Texas legislation aimed at protecting monuments of all kinds sparks heated debate over Confederate markers

Supporters of historical monument legislation speak at a hearing by the House Committee on Culture, Recreation and Tourism. The bill would make it a criminal offense to remove monuments and memorials to Texas heroes or historical events.
Supporters of historical monument legislation speak at a hearing by the House Committee on Culture, Recreation and Tourism. The bill would make it a criminal offense to remove monuments and memorials to Texas heroes or historical events.
 Miguel Gutierrez Jr./The Texas Tribune

Tensions from an ongoing, statewide debate about whether Confederate monuments should be preserved or taken down boiled over at the state Capitol on Tuesday during discussion of a bill that would expand protections of historical monuments — and even removes language singling out Confederate markers for protection.

At one point during the often heated debate on Republican state Rep. James White’s House Bill 583, another lawmaker took people testifying in support of the bill to task. State Rep. Jarvis Johnson took issue with arguments that tearing the markers down amounts to erasing history. Johnson said Confederate monuments are particularly harmful to people of color.

“Because you guys want to continue to talk about history, should we erect a statue that demonstrated how slaves were disciplined?” asked Johnson, a Houston Democrat. “We want to teach, so should we erect a statue with slaves hanging from a tree? Should we erect a monument that demonstrates Indians being mutilated and run out of their land?

“No, we’re not going to celebrate that. That’s vile.”

The bill from White of Hillister would allow whichever government has jurisdiction to alter any monuments — if they are less than 20 years old. If it’s a city or county monument that’s been up between 20 and 40 years, then it could only be altered, relocated or destroyed if voters approve. If it’s a state monument that’s been up between 20 or 40 years, changing it would require a majority vote of the Legislature. And if it’s a monument erected more than 40 years ago, it couldn’t be altered, moved, relocated, renamed or destroyed, the lawmaker said.

Several Confederate monuments in the state are more than 40 years old.

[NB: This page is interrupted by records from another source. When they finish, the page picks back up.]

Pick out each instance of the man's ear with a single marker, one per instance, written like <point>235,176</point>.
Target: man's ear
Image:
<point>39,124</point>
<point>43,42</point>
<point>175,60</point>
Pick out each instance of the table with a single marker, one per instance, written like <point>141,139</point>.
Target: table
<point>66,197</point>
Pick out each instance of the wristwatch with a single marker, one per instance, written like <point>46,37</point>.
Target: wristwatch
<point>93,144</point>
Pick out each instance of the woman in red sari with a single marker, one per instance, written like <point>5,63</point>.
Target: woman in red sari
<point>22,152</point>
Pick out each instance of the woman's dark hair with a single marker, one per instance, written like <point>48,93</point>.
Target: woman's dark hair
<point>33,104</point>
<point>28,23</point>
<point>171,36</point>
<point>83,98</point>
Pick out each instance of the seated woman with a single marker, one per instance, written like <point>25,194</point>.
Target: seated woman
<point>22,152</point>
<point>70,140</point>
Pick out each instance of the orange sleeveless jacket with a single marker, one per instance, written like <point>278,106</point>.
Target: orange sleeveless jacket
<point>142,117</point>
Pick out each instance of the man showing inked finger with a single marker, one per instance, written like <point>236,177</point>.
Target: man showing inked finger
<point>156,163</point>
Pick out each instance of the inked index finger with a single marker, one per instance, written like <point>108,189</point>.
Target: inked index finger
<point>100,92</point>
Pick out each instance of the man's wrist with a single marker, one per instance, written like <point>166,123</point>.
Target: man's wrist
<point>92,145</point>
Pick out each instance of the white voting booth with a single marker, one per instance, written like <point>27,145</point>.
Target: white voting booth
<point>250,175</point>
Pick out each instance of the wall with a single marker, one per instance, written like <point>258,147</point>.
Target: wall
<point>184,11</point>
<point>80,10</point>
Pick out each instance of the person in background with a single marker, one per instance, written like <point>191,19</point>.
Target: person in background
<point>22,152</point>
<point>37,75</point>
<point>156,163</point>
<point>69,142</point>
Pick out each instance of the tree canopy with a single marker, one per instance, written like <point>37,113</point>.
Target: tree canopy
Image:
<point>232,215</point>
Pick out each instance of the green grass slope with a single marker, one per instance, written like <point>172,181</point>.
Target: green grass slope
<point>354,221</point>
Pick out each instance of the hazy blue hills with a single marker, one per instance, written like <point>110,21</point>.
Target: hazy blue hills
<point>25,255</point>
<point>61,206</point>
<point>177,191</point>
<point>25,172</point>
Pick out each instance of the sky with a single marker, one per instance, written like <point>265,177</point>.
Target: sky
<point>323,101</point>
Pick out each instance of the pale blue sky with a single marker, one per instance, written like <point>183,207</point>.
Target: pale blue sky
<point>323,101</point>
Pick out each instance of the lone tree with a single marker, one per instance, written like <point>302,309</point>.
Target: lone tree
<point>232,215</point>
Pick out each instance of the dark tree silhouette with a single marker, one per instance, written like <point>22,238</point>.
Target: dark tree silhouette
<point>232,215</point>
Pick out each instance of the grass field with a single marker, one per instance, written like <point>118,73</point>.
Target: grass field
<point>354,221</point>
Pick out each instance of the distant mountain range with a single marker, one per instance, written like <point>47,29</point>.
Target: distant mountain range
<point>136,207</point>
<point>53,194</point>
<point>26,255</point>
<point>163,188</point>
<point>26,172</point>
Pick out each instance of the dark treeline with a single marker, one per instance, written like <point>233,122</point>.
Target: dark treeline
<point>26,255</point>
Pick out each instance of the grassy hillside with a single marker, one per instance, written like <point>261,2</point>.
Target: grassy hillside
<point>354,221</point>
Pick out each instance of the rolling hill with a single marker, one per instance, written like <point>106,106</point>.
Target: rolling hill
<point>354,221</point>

But before the hearing, White told The Texas Tribune that his bill was simply about “getting some order moving forward.”

“It’s not just Confederate statues that would be caught up in this,” he said. “This could also help out on gentrification. You go into these historical old Hispanic or black communities undergoing transition through gentrification and they may have plaques or monuments and buildings of yesteryear they want to keep up, so this could possibly help them, too.”

Tuesday’s debate came months after a state board that oversees the Texas Capitol grounds voted unanimously to remove a controversial Confederate plaque that falsely asserted the Civil War was “not a rebellion, nor was its underlying cause to sustain slavery.” It also came on the heels of efforts by a conservative nonprofit known as the Conservative Response Team to press state leaders to move legislation — including White’s — protecting Confederate monuments while cities across the state grapple with whether to take such markers down.

The group recently unveiled a half-minute online ad urging viewers to call House Speaker Dennis Bonnen, while another tells them to contact Lt. Gov. Dan Patrick.

More than a dozen people who came to testify on White’s bill did so in favor of the legislation. And while White’s bill is not meant to solely apply to Confederate monuments, many who spoke Tuesday did so hoping to protect such landmarks.

Daniel Miller with the Texas Nationalist Movement, which says its mission is to secure and protect the political, cultural and economic independence of the nation of Texas, said said that his godmother was a Holocaust survivor and, because of her, he learned how to say in German the phrase, “I will not forget.”

“Imagine what would happen if some politician decided they wanted to contextualize the history of World War II and the Holocaust and their solution was to tear down Auschwitz? I can’t fathom what the outrage would be,” he said. “But somehow, someway, we find folks out there who believe there are parts of our history that are so objectionable that we have to tear down monuments as if somehow forgetting these things is the most important thing.”

Following Tuesday’s hearing, Johnson told the Tribune he took issue with many claims made by the people who testified in favor of White’s bill. His most impassioned rebuttal, however, came in response to testimony from former Texas Land Commissioner Jerry Patterson who said White’s bill “was about more than Confederate monuments” but “a slippery slope that begins with Confederate monuments.”

During his testimony, Patterson said “everything is in jeopardy in the future.” To further his point, the former commissioner questioned whether there would would be backlash to a monument erected for the Buffalo Soldiers, cavalry units composed of African-American soldiers after the Civil War, since they “participated against a genocidal war against an entire race of people, the American Plains Indians, and put them on reservations, in effect, as slaves.”

“No one is without sin,” Patterson said. “No ethnic group is without some black marks in their past.”

That and other comments drew ire from Johnson.

“I’m not going to let you guys play this game about eradicating history,” Johnson said. “We’re not eradicating history. … But we don’t need to celebrate certain people who had my ancestors in bondage.”

Others opposing White’s measure came bearing a similar impassioned tone.

“People have got to stop repeating this idiotic slogan about how these monuments are history,” said Bryan Register with the group De-Confederate Austin. “They are not history. … If you honor someone for doing something, you are saying it was good.”

After more than an hour of testimony, White’s bill was left pending before the committee.

“I don’t know what’s going to happen to this bill,” White said. “A lot of bills die and this one may likely die, but I just hope one day that we can all respect everything that happened in this country and learn from all of it and stop all this national navel gazing.”